There are several volatility indicators available for stock traders and analysts to use. Some of the most commonly used ones include the volatility index (VIX), the average true range (ATR) indicator and Bollinger Bands.

The volatility index tracks an extensive range of put and call options on the S&P 500 Index and aims to act as a predictor of market volatility for at least the next 30 days forward. Because large institutions account for the bulk of trading in S&P Index options, their trading in the option market is used by other traders to help them get a reading of likely market volatility in the days ahead. The VIX shows a reading between 18 and 35 the vast majority of the time, but it has gone as low as 10 and as high as 85. VIX values higher than 30 indicate increased volatility, while values below 20 are indicative of extremely low volatility.

The ATR indicator, developed by J. Welles Wilder Jr., calculates what Wilder called "true range" and then creates the ATR as a 14-day exponential moving average (EMA) of the true range. The true range is found by using the following three equations:
True range = Current day's high minus the current day's low
True range = Current day's high minus the previous day's close
True range = Previous day's close minus the current day's low
The ATR is then created as an EMA of the highest value found when the three equations are solved. A larger ATR indicates higher volatility.

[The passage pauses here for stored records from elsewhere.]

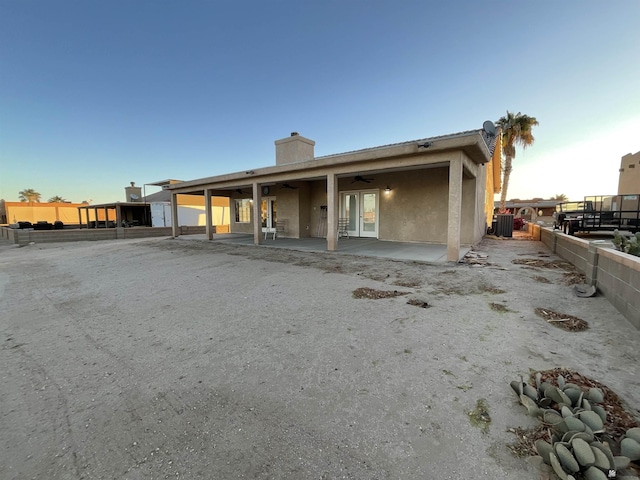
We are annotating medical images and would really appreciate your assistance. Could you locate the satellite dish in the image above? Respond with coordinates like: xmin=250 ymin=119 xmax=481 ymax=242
xmin=482 ymin=120 xmax=496 ymax=137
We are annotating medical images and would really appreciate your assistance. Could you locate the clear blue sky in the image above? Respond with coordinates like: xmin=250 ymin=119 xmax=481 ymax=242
xmin=0 ymin=0 xmax=640 ymax=203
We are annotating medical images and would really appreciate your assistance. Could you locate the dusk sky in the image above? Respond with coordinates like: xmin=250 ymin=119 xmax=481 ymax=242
xmin=0 ymin=0 xmax=640 ymax=203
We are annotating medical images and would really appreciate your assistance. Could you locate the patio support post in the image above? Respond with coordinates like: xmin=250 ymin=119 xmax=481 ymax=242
xmin=447 ymin=156 xmax=462 ymax=262
xmin=204 ymin=188 xmax=213 ymax=240
xmin=171 ymin=192 xmax=180 ymax=238
xmin=252 ymin=182 xmax=262 ymax=245
xmin=327 ymin=173 xmax=338 ymax=252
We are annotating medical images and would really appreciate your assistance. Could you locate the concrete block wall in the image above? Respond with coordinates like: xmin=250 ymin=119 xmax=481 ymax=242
xmin=596 ymin=248 xmax=640 ymax=329
xmin=0 ymin=225 xmax=206 ymax=245
xmin=529 ymin=225 xmax=640 ymax=329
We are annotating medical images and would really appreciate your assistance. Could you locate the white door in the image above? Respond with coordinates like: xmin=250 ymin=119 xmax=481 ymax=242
xmin=260 ymin=197 xmax=276 ymax=229
xmin=340 ymin=190 xmax=378 ymax=238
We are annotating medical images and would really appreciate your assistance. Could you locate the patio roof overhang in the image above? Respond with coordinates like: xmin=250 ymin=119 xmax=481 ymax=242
xmin=163 ymin=131 xmax=491 ymax=195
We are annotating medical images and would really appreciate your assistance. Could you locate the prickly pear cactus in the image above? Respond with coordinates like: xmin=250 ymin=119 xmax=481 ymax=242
xmin=511 ymin=374 xmax=640 ymax=480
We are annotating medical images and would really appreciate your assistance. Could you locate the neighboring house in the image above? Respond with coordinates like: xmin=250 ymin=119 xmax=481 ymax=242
xmin=493 ymin=198 xmax=561 ymax=222
xmin=0 ymin=202 xmax=104 ymax=225
xmin=142 ymin=180 xmax=230 ymax=232
xmin=78 ymin=180 xmax=229 ymax=231
xmin=164 ymin=130 xmax=500 ymax=261
xmin=618 ymin=152 xmax=640 ymax=195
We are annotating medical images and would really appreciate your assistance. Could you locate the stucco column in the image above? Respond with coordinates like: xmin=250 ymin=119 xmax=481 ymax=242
xmin=171 ymin=192 xmax=180 ymax=237
xmin=327 ymin=173 xmax=339 ymax=251
xmin=447 ymin=156 xmax=462 ymax=262
xmin=204 ymin=188 xmax=213 ymax=240
xmin=252 ymin=183 xmax=262 ymax=245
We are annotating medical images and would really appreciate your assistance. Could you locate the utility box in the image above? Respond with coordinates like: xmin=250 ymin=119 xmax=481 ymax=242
xmin=496 ymin=213 xmax=514 ymax=237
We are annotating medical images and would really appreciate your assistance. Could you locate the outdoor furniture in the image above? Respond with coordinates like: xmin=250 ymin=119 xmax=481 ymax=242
xmin=262 ymin=227 xmax=277 ymax=240
xmin=338 ymin=218 xmax=349 ymax=238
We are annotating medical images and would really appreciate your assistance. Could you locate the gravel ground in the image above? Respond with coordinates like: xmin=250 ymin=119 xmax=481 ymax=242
xmin=0 ymin=234 xmax=640 ymax=480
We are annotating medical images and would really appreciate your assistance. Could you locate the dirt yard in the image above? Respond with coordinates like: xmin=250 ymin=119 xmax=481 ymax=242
xmin=0 ymin=234 xmax=640 ymax=480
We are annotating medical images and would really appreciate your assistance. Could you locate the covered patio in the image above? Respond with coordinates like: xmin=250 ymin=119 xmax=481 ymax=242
xmin=164 ymin=127 xmax=499 ymax=262
xmin=175 ymin=233 xmax=458 ymax=263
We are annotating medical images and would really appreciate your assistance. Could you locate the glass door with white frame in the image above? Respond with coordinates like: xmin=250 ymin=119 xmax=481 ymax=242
xmin=260 ymin=197 xmax=276 ymax=229
xmin=340 ymin=190 xmax=378 ymax=238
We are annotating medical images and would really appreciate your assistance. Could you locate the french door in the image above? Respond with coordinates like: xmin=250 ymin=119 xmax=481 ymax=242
xmin=340 ymin=190 xmax=378 ymax=238
xmin=260 ymin=197 xmax=276 ymax=228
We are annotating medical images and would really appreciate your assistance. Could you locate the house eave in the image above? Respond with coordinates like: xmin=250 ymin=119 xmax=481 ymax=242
xmin=164 ymin=131 xmax=491 ymax=193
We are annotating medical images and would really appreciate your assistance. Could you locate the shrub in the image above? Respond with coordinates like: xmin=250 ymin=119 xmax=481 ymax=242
xmin=612 ymin=230 xmax=640 ymax=257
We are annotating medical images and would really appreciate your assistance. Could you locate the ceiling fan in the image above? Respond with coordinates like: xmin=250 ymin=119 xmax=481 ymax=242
xmin=351 ymin=175 xmax=373 ymax=183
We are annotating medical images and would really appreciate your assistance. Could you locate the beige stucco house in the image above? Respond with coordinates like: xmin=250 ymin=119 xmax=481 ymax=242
xmin=164 ymin=130 xmax=500 ymax=261
xmin=618 ymin=152 xmax=640 ymax=195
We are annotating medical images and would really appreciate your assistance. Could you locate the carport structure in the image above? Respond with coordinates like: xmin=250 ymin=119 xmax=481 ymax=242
xmin=78 ymin=202 xmax=151 ymax=228
xmin=165 ymin=129 xmax=500 ymax=261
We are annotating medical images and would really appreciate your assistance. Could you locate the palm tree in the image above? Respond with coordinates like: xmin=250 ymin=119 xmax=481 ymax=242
xmin=18 ymin=188 xmax=40 ymax=203
xmin=496 ymin=110 xmax=538 ymax=212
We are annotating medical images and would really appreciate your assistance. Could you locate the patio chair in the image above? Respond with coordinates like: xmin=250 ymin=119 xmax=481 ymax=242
xmin=273 ymin=220 xmax=287 ymax=239
xmin=338 ymin=218 xmax=349 ymax=238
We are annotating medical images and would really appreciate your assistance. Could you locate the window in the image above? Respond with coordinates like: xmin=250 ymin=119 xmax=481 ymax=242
xmin=236 ymin=198 xmax=251 ymax=223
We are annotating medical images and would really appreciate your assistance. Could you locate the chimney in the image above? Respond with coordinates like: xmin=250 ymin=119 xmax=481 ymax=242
xmin=275 ymin=132 xmax=316 ymax=165
xmin=124 ymin=182 xmax=142 ymax=202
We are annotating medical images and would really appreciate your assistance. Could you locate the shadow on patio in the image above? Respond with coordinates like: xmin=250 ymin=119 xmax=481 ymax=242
xmin=177 ymin=233 xmax=470 ymax=263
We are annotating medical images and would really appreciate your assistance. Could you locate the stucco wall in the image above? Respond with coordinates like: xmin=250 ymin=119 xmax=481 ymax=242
xmin=378 ymin=167 xmax=449 ymax=243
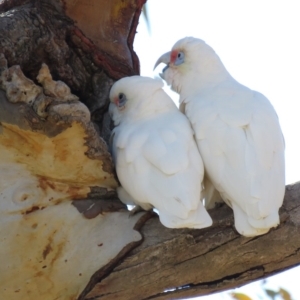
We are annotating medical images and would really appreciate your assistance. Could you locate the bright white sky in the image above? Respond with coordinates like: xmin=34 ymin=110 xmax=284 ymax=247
xmin=134 ymin=0 xmax=300 ymax=300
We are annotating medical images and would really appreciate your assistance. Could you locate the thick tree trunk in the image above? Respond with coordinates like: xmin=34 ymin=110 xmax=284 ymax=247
xmin=0 ymin=0 xmax=300 ymax=300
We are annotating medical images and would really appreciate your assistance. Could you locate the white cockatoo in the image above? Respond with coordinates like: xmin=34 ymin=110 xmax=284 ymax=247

Bollinger Bands measure two standard deviations above and below the 20-day average and plot lines representing these levels on a chart, along with a line between the two bands that shows the 20-day moving average. Widening of the bands shows increased market volatility, and narrowing of the bands shows decreased volatility.

Volatility in the stock market goes through cycles of high and low volatility. Analysts watch the direction of market movement when there is a sharp increase in volatility as a possible indication of future market trend.